The Pink Jumpsuit by Emma Neale
The Pink Jumpsuit is the first (and hopefully far from the only) collection of short writing from award winning writer, Emma Neale. Neale has achieved a significant amount of success in her career, from novels to poetry to the editorship of Landfall - the great literature magazine started by the poet, Charles Brasch.
There’s a wonderful line from Bustle magazine that speaks of the fact that the reporter is ‘jealous’ that you get to read something or experience something ‘for the first time’. This sentiment could not be truer in this collection. Feelings of jealousy come bubbling up just thinking about the opportunity to re-read the collection with fresh eyes. Such is the quality and real originality of Neale’s writing. The experience of reading this was unlike any of her previous work, which - to be fair - does make sense considering the foray into this genre of writing. The writing is wonderfully poetic without being overbearing. It is evocative without being ridiculous. It is reflective of real life without being nostalgic or dull.
Out of the gate there is ‘The fylgia’ (related to Norse mythology but don’t be concerned if you didn’t / don’t know this) which - like the described cry in the first few paragraphs - really disconcerts the reader with its intimate style and its provocative narrative. One of those stories that you just know will stick with you for a long time.

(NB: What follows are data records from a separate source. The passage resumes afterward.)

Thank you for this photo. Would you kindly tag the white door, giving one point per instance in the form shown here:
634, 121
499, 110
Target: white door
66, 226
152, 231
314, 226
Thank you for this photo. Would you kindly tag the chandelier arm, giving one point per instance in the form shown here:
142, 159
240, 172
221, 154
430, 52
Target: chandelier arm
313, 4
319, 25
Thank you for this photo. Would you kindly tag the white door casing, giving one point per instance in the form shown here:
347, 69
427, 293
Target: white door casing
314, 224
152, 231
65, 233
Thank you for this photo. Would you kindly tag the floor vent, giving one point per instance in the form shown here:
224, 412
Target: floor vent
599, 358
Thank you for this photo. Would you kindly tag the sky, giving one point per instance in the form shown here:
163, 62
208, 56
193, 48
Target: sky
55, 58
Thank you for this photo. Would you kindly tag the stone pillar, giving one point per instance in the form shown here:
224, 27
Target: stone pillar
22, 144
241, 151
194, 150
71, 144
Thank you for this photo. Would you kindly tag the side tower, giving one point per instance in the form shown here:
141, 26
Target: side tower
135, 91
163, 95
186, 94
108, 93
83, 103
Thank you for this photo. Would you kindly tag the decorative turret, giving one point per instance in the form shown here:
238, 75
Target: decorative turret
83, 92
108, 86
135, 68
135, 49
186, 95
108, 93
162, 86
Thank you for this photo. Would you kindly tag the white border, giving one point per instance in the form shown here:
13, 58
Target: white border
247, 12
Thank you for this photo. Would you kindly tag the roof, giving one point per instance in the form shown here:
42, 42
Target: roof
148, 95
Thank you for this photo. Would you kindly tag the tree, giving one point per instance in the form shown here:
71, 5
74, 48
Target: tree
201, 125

The writing in this story alone is worth the purchase price.
As the collection develops it is made abundantly clear that this form suits Neale down to the ground. The poetic stylings of the writing in that halfway house between poetry and full narrative is reminiscent in parts of Mansfield, or de Maupassant with the cheekiness of some of those classic Dahl short stories. Fantastical as much as they are relatable. At times the stories begin in quite realistic terms and then drift into a surrealist premise - like a concert pianist managing to grow extra fingers after exposure to nuclear events.

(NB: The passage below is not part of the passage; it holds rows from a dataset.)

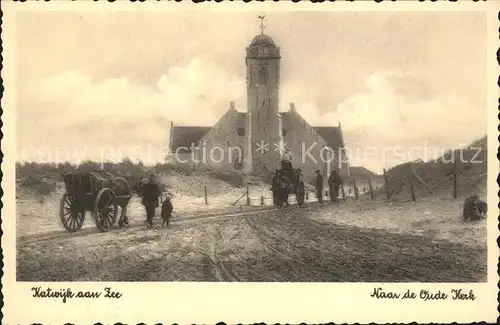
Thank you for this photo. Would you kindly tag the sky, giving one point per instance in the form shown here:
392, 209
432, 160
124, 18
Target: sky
93, 85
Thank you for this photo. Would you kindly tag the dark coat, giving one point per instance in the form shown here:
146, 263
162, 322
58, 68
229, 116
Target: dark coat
334, 180
166, 208
150, 193
319, 181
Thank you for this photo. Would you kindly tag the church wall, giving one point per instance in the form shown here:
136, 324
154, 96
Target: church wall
219, 145
299, 137
262, 101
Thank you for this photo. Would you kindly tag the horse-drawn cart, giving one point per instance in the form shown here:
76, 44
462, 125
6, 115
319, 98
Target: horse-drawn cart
97, 192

The cover of the collection is from a painting by Sharon Singer called ‘Wonderlust’ depicting a person dressed in said Pink Jumpsuit and what appears to be an astronaut styled helmet. On the head is a selection of suitcases and they appear to be carrying a cat carrier. One may guess the landscape to be the moon based upon the aforementioned astronaut helmet. Overall, the image is one of incongruity and intrigue. Perhaps it is this intrigue that sparked the collection as a whole, it certainly provides the stimulus for the titular story - an autobiographical-esque move through the narrator’s relationship with their parents.

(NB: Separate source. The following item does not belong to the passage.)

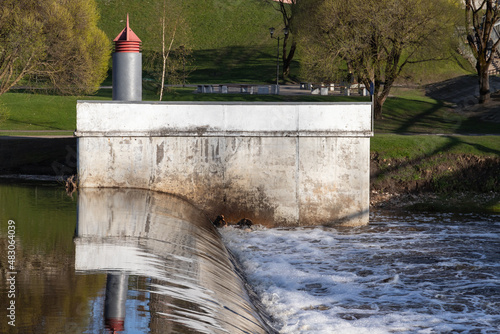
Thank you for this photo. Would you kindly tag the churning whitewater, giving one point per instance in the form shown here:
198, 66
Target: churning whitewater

There is no doubt that Emma Neale doesn’t shy away from some fairly challenging subject matter. There are moments when the topic becomes quite heavy and intense. Certainly, the characters within each of the stories can’t be pigeonholed. They each carry a burden which is explored throughout the piece, but also capture the reader every time. One of the things that really stood out was the range of personas and personalities used in the telling of the stories, but with such authentic voices.
Sometimes there comes along a writer whose ability is just at that next level. Most writers dabble across the forms of writing but tend to specialise in one. A novelist may choose to write a short story selection but it tends to be a little ho-hum. Similarly a short story writer has a crack at some poetry, to the same outcome. But to read Emma Neale as a short story writer is as immensely rewarding as everything else she has written. Her poetry is sublime; her novels are fantastic; and, now, it is easy to label her short story writing as flawless.